Услышав конец повествования, государь спросил:
— Который час?
— Десятый…
— Пусть дадут ужинать.
Подали ужин, и рассказчик разделил его с царскою семьёю, перебрасываясь шутливыми словами с его величеством, не выходившим из-за стола после кушанья несколько дольше обычного.
— Ну, теперь пора спать! — вставая, сказал Пётр и направился в свою конторку, как обыкновенно делал он перед сном.
Камергер, раскланявшись, отправился тоже к себе. Разделся. Набросил на плечи свою красную шубку, заменявшую халат, и закурил трубку.
Вдруг — стукнули в ворота. Кто-то вошёл на крыльцо, и шаги его раздались по жилищу камергера.
Вошёл в полной форме и с нарвским знаком[363], в шарфе генерал-майор Ушаков.
— Я за тобой, Вилим Иваныч… Вот приказ взять тебя…
Камергер побледнел, но, не возражая, поднялся с места и хотел одеваться.
— Ты в этом ночь можешь пробыть; завтра принесут, во что одеться…
— Да куда ты возьмёшь меня… чрез Неву?
— Нет ещё… у себя в доме посажу.
— А ответишь, если спрошу, за что?
— Почему не так… Донос подан на Балакирева, что переносит…
— Понимаю… что ж он: струсил и всех предал?..
— Никого… да о других не заботься… лучше тебя укроют… Прямо мне только передай, что может после попасть и… не в мои руки…
Монс молча показал на стол. Из него Ушаков вынул пачку цидул: десятка полтора всего. Пересчитал вслух и положил в карман.
Монс оделся и, не сказав больше ни слова, молча подал Ушакову шпагу и пистолеты.
Набросив шубу на плечи, Монс остановился в светлице своей и дал ключ от двери спальной-кабинета.
Ключом этим Ушаков запер дверь и припечатал своею печатью.
Затем они вышли вместе с пленником. Его провёл к себе Ушаков, всего чрез три дома, по Большой улице. Ввёл в заднюю комнату; указал на диван… Велел подать на стол свечу, со съёмцами[364], отвесил поклон, вышел и запер за собою дверь на ключ.
Монс погрузился в мрачное раздумье, наклонив голову.
Долго ли сидел он так, не знал: ему было не до того, чтобы считать время. Вдруг голос: «И ты тут!» — заставил привскочить камергера. Он, вытянувшись, поднял голову.
Ему прямо в глаза смотрел гневный государь, и взгляд его был до того грозен, что Монс почувствовал словно дрожь в сердце. Он представил себе, что этот гнев возбуждён предательством. Ушакова, передавшего чужие цидулы из стола.

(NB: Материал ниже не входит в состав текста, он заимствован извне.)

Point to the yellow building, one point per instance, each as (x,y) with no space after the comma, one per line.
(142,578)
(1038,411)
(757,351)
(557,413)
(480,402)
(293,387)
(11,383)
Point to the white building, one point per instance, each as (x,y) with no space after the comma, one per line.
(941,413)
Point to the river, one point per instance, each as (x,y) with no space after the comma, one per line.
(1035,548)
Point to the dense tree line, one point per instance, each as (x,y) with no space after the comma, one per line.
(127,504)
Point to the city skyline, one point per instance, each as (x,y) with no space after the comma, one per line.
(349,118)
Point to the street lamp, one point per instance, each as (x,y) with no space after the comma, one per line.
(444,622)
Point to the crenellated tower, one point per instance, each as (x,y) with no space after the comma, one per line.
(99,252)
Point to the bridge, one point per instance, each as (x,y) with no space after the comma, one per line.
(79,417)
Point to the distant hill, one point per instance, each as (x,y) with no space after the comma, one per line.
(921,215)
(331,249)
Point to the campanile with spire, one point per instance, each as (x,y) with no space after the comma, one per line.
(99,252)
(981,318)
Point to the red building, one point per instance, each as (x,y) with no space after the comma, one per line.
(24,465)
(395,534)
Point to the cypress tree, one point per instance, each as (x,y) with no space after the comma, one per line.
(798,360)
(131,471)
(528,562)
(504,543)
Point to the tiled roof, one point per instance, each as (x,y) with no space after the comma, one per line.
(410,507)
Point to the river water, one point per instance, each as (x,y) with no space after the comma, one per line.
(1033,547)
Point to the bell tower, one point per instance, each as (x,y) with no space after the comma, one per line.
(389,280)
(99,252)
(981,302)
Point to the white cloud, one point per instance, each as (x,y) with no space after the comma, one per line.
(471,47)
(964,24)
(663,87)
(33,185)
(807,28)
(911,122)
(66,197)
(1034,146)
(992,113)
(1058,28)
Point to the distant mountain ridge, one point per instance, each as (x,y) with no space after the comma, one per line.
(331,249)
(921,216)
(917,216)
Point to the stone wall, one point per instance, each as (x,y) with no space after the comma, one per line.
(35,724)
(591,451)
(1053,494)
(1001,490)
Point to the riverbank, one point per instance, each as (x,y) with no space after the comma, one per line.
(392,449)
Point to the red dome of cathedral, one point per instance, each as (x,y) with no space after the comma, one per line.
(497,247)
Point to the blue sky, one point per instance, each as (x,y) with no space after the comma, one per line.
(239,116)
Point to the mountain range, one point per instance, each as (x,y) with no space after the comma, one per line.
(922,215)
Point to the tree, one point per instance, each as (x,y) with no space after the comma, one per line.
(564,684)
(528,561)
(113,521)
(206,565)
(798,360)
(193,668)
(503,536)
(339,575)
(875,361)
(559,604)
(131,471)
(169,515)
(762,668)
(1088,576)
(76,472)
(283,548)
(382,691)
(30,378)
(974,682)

Пленник зашатался и без чувств упал на руки вошедшего с Петром Ушакова. Двухчасовой обморок едва перервали усердные усилия призванных врачей. Приведя Монса в чувство, они удалились на время, чтобы приготовить бинты и прочее к открытию крови, боясь нового сильного прилива к мозгу.
— Предатель! — прошептал слабым голосом Монс. — Я думал, что ты человек с совестью… Не меня погубил ты!.. Я о себе не забочусь и не прошу пощады…
— Вот твои письма, — отвечал Ушаков, оставшийся при Монсе после ухода Петра, — они все… считай сам. — Одушевлённый мгновенно вспыхнувшею жизнию, Монс схватил цидулы, пересчитал и хотел съесть.
— Легче и скорее можно уничтожить… Я нарочно велел печку затопить… Бросай сам и будь покоен.
— Виноват… Умру теперь спокойно, — сказал Монс и бросил в яркий огонь цидулы, мгновенно вспыхнувшие.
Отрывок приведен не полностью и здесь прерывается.